We still have the Problem regularly, about every 5 fuse-ts invocations. It can be detected by parsing the .ts file with ffmpeg -xerror -i /video/fuse/witn2023/women-in-tech-night-23/grace_hopper/878/uncut.ts -f null /dev/null
which is reasonable fast. We added -xerror
to our encoding profiles to catch that issue, which then looks something like this:
[h264 @ 0x55ab2fe62640] concealing 7025 DC, 7025 AC, 7025 MV errors in B frame
[h264 @ 0x55ab2fde3fc0] co located POCs unavailable
[h264 @ 0x55ab2fe94240] co located POCs unavailable
[h264 @ 0x55ab2fe94240] Reference 2 >= 2
[h264 @ 0x55ab2fe94240] error while decoding MB 119 34, bytestream 1336
[h264 @ 0x55ab2fe94240] concealing 4010 DC, 4010 AC, 4010 MV errors in B frame
/video/fuse/witn2023/women-in-tech-night-23/grace_hopper/878/uncut.ts: corrupt decoded frame in stream 0
Conversion failed!
echo 1 >> /video/fuse/witn2023/women-in-tech-night-23/grace_hopper/878/rebuild
does not fix the problem, however re-preparing does fix it (a following scan with xerror
is clean of errors).
Examining the broken and the good filed with xxd and a small python script shows, that, while the files have exactly the same length, their content differs (and the broken file indeed contains different content not just zeros):
python3 -u cmp.py <(xxd 878-broken.ts) <(xxd 878-good.ts)
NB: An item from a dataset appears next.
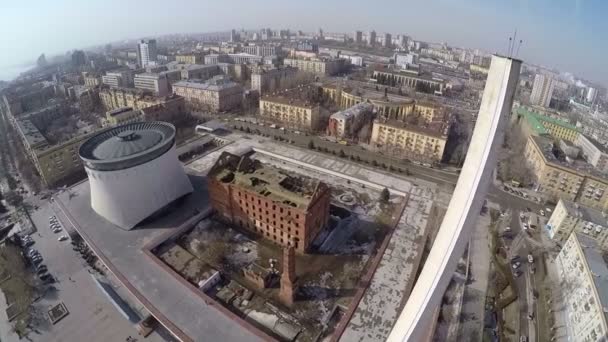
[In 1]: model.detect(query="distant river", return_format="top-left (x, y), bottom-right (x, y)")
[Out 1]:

First difference in Line 219464705:
A: d14c4000: 83ee 236b 0dda 123f 0824 94fb fae1 e52f ..#k...?.$...../
B: d14c4000: 2c00 1953 af53 63c5 f9aa ddef 10f5 5156 ,..S.Sc.......QV
What could we do to help identify the root cause? As I said I'm quite sure I can reproduce the Problem, maybe even kind-of automatic. The current process is something like Mount -> Cut in Shotcut (includes seeking through the file) -> broken in 1 out of 5 cases -> re-prepare -> good, so the Act of Seeking in the File with Shotcut might be one of the triggering factors.
As the Problem can be triggered after the Event and we have the time to do experiments on this, we could absolutely try a debug build in order to check output, however it might produce a huge amount of unrelated output that I might need to filter. I could also attach a gdb session onto a broken fuse-ts process and start a fresh one in parallel, so we could examine them in-situ, however I might need some assistance with that.
@MaZderMind If you could provide the "filelist" content as well as the "log" output, which should both be available as virtual files, it might be sufficient. Having a debug build and its output would greatly help, compiling should be very easy, it is just a "make debug" in the source directory. I would not care digging through lots of logging, as long as you provide one "good" and one "bad" output. Highly appreciated!
Alright, I'll use the debug-build to cut the remaining Videos tomorrow and collect all the output and information that I can whenever I hit another broken file.
I have a very mysterious problem, whereby two identical fuse-ts binaries running on the same system accessing the same segments produce different uncut.ts files:
I ran shasum, hexdump, rsync and lots of different tools on the mount and kept getting consistent results. I also had 2 of 2 mounts from yesterday evening broken this way, that, upon re-invocation today are now fine.